With the fall of the Soviet Union later that year, America’s defeat in Vietnam suddenly looked like an anachronistic speed bump on the road to ultimate victory in the Cold War. The U.S. military, which had been greatly strengthened under former President Ronald Reagan, was clearly without peer. Any country insane enough to challenge the United States militarily would be smashed in a matter of weeks, if not days.
Throughout the 1990s, U.S. troops were dispatched to the former Yugoslavia on missions that seemed to underscore America’s military might. NATO’s campaign to assist Kosovar Albanians against the Serbs was conducted entirely from the air. Even though the airstrikes were far from crippling, the notion of ground combat no longer seemed relevant.
The myth of America’s invincibility did not wear off immediately after the Sept. 11 attacks. Initially, the United States was able to rout the Taliban with a handful of special operators and CIA officers backed by overwhelming airpower.
America had seemingly avoided the trap of sending thousands of troops to the “Graveyard of Empires,” and we all had a good laugh at the Russians.

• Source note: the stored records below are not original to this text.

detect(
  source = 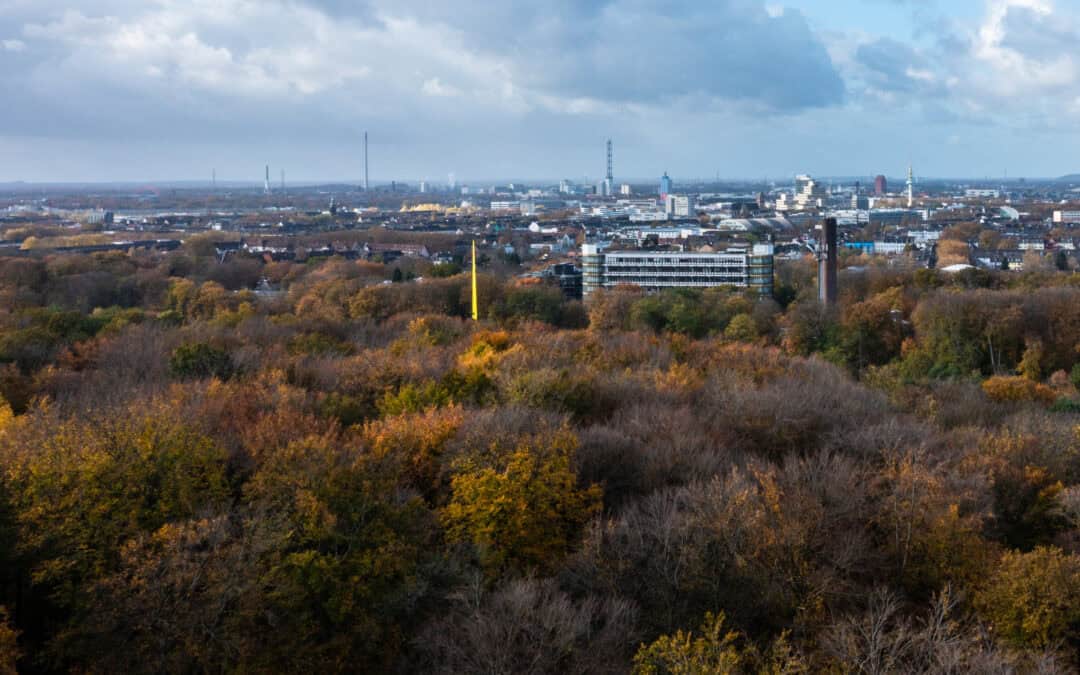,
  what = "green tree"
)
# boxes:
[168,342,234,380]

Things began to change with the March 2003 invasion of Iraq. This was not the Gulf War, where Americans were awed by grainy television images of smart bombs blowing up targets with God-like accuracy. This became a war of ambushes, roadside bombs, and enemies who did not wear uniforms.
Troops on the ground stacked up to clear rooms as the war devolved into urban fighting. Every trip outside the wire became as suicidal as going over the top in World War I. The term “Improvised Explosive Device” – or “IED” – became synonymous with death and severe injury.
America seemed less awe inspiring as multimillion dollar equipment was destroyed by bombs detonated with 19th Century technology. Eventually, Afghanistan too became a war of IEDs, suicide bombers, terrorists, and invisible wounds.
Advances in technology saved the lives of countless troops who would have died in previous wars, but they also had to endure blast-related injuries that left them in soul-crushing pain. It would take years for the military to acknowledge that service members who survived blasts seemingly unscathed were actually suffering from mild Traumatic Brain Injury.
The military and Department of Veterans Affairs gave the Forever War generation dozens of pills – too many to count – to keep them whole. Many washed down their meds with alcohol, a potentially fatal combination.
The enduring legacy of Sept. 11 is how the American concept of war has changed. Wars are no longer quick and easy. They are endless, and while troops deploy to combat zones over and over again, most civilians have no idea who they are fighting or why.
It will be up to the Forever War generation to begin the healing. Those who have survived have an obligation to succeed where the Baby Boomers failed and stop the United States from sending its sons and daughters into harm’s way for unattainable goals.
Your task will be to prevent future generations from being treated as if they were expendable.